La pauvreté étant dans la plupart des pays un phénomène essentiellement rural, l´Algérie ne semble pas déroger á cela. Les différentes formes d´aides aux agriculteurs n´intéressent, á cause des multiples conditions d´éligibilités, que les agriculteurs relativement performants et possèdent un capital initial. Mais comme peu d´agriculteurs remplissent ces conditions exigées, on comprend le faible poids des politiques de subvention á l´agriculture et surtout pourquoi les résulta du secteur de l´agriculture algérienne sont frappés d´immobilisme et sont les moins performants de la méditerrané occidental. Une autre remarque que l´on peut aussi signaler , est que la majorité des programmes rurales n´investissent pas suffisamment dans des stratégies de renforcement du capital social et ses différentes forme existantes dans la communautés rurales , avec toute une série de conséquence en termes de manque d´efficience et d´ efficacité qui vont de la débilitation du capital social existant à la capture de l´intervention par des réseaux étroits d´acteurs plus puissants.
Pour terminer on dit qu´aucune stratégie ne peut réussir si elle ne prend pas en compte les relations institutionnelles entre la société moderne et la société traditionnelle. La réussite de toute politique est essentiellement dépendante du degré de l´intégration de la réalité sociale et économique, ces derniers constituent le cadre institutionnel qui fixe les règles du fonctionnement de la dite politique.

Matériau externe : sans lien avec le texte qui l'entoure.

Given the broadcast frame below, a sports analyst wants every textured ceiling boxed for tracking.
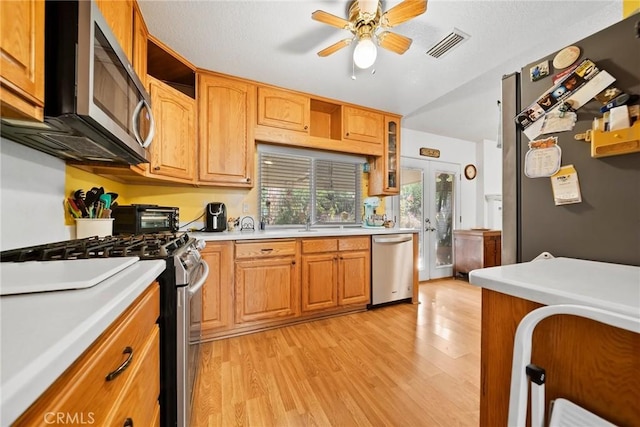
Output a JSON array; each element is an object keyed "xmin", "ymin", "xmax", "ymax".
[{"xmin": 139, "ymin": 0, "xmax": 622, "ymax": 142}]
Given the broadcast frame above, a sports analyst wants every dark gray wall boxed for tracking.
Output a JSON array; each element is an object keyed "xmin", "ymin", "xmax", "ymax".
[{"xmin": 518, "ymin": 14, "xmax": 640, "ymax": 265}]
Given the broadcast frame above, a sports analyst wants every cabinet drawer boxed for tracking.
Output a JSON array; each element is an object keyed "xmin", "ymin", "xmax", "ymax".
[
  {"xmin": 302, "ymin": 239, "xmax": 338, "ymax": 254},
  {"xmin": 107, "ymin": 327, "xmax": 160, "ymax": 426},
  {"xmin": 236, "ymin": 240, "xmax": 296, "ymax": 258},
  {"xmin": 17, "ymin": 283, "xmax": 160, "ymax": 425},
  {"xmin": 338, "ymin": 237, "xmax": 371, "ymax": 251}
]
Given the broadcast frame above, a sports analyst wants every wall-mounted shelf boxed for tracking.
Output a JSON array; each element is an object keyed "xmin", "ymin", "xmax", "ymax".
[{"xmin": 590, "ymin": 120, "xmax": 640, "ymax": 158}]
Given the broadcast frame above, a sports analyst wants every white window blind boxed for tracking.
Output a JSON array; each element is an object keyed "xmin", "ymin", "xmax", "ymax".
[{"xmin": 258, "ymin": 146, "xmax": 362, "ymax": 226}]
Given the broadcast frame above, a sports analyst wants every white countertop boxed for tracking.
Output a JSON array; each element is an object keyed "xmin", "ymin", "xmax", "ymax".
[
  {"xmin": 189, "ymin": 227, "xmax": 420, "ymax": 241},
  {"xmin": 469, "ymin": 258, "xmax": 640, "ymax": 317},
  {"xmin": 0, "ymin": 260, "xmax": 166, "ymax": 426}
]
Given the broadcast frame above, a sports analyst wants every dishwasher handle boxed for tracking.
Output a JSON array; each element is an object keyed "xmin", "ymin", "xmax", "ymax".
[{"xmin": 373, "ymin": 236, "xmax": 413, "ymax": 243}]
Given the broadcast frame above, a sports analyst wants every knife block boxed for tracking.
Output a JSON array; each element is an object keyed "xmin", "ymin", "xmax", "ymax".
[{"xmin": 76, "ymin": 218, "xmax": 113, "ymax": 239}]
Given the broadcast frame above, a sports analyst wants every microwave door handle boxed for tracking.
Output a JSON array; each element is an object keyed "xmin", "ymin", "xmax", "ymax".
[{"xmin": 133, "ymin": 99, "xmax": 156, "ymax": 148}]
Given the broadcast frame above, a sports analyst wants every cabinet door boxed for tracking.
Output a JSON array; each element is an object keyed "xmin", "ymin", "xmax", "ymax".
[
  {"xmin": 300, "ymin": 252, "xmax": 338, "ymax": 311},
  {"xmin": 258, "ymin": 87, "xmax": 311, "ymax": 133},
  {"xmin": 96, "ymin": 0, "xmax": 133, "ymax": 61},
  {"xmin": 0, "ymin": 0, "xmax": 44, "ymax": 121},
  {"xmin": 235, "ymin": 257, "xmax": 300, "ymax": 324},
  {"xmin": 338, "ymin": 251, "xmax": 371, "ymax": 305},
  {"xmin": 147, "ymin": 76, "xmax": 196, "ymax": 181},
  {"xmin": 201, "ymin": 242, "xmax": 233, "ymax": 339},
  {"xmin": 369, "ymin": 116, "xmax": 400, "ymax": 196},
  {"xmin": 342, "ymin": 107, "xmax": 384, "ymax": 147},
  {"xmin": 198, "ymin": 74, "xmax": 256, "ymax": 188},
  {"xmin": 483, "ymin": 236, "xmax": 502, "ymax": 267}
]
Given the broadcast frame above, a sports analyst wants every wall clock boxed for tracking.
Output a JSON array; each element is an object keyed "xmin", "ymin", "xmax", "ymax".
[{"xmin": 464, "ymin": 165, "xmax": 477, "ymax": 180}]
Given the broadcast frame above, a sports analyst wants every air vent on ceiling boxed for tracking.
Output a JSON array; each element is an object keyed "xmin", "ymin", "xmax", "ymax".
[{"xmin": 427, "ymin": 28, "xmax": 471, "ymax": 58}]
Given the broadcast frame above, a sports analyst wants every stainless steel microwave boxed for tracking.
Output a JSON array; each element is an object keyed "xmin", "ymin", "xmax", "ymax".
[{"xmin": 1, "ymin": 0, "xmax": 154, "ymax": 164}]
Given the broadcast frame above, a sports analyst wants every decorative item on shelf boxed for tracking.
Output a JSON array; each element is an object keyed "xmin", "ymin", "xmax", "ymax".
[
  {"xmin": 240, "ymin": 216, "xmax": 256, "ymax": 231},
  {"xmin": 464, "ymin": 164, "xmax": 478, "ymax": 180},
  {"xmin": 420, "ymin": 147, "xmax": 440, "ymax": 159}
]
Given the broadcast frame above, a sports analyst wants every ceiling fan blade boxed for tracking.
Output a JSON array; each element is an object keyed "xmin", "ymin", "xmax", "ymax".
[
  {"xmin": 380, "ymin": 0, "xmax": 427, "ymax": 28},
  {"xmin": 311, "ymin": 10, "xmax": 351, "ymax": 30},
  {"xmin": 378, "ymin": 31, "xmax": 412, "ymax": 55},
  {"xmin": 318, "ymin": 39, "xmax": 353, "ymax": 56}
]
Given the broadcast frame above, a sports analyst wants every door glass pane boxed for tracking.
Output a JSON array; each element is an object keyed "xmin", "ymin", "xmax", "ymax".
[
  {"xmin": 434, "ymin": 172, "xmax": 455, "ymax": 267},
  {"xmin": 399, "ymin": 168, "xmax": 424, "ymax": 270}
]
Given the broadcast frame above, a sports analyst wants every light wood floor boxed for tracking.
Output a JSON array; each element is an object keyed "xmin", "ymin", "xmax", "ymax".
[{"xmin": 192, "ymin": 279, "xmax": 481, "ymax": 427}]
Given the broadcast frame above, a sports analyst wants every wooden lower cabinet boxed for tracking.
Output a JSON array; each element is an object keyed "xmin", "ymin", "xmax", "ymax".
[
  {"xmin": 453, "ymin": 230, "xmax": 502, "ymax": 277},
  {"xmin": 201, "ymin": 236, "xmax": 371, "ymax": 340},
  {"xmin": 300, "ymin": 252, "xmax": 338, "ymax": 311},
  {"xmin": 338, "ymin": 250, "xmax": 371, "ymax": 306},
  {"xmin": 15, "ymin": 282, "xmax": 160, "ymax": 426},
  {"xmin": 301, "ymin": 236, "xmax": 371, "ymax": 312},
  {"xmin": 234, "ymin": 240, "xmax": 300, "ymax": 324},
  {"xmin": 200, "ymin": 242, "xmax": 233, "ymax": 339}
]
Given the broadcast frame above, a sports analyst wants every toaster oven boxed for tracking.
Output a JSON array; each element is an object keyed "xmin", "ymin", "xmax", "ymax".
[{"xmin": 111, "ymin": 205, "xmax": 180, "ymax": 234}]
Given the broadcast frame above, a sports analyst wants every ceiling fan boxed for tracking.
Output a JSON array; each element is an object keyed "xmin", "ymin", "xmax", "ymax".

Mostefa Lacheraf soutiens que : c´est l´état général du milieu paysan qui renseigne le plus le degrés d´arriération, la nature des carences á moyen et long terme, les chances et possibilités d´un progrès concernant la société dans son ensemble , la réalité objective de la société algérienne s´évalue et se détermine bon gré mal gré par rapport á la condition globales du mode paysan . C´est là une manière de rendre hommage á la paysannerie de hautes montagnes qui a subis les affres d´une décennie noire , conservatrice de nos valeurs identitaires, distinguée par sa patience et son sens de sacrifice á travers l´histoire.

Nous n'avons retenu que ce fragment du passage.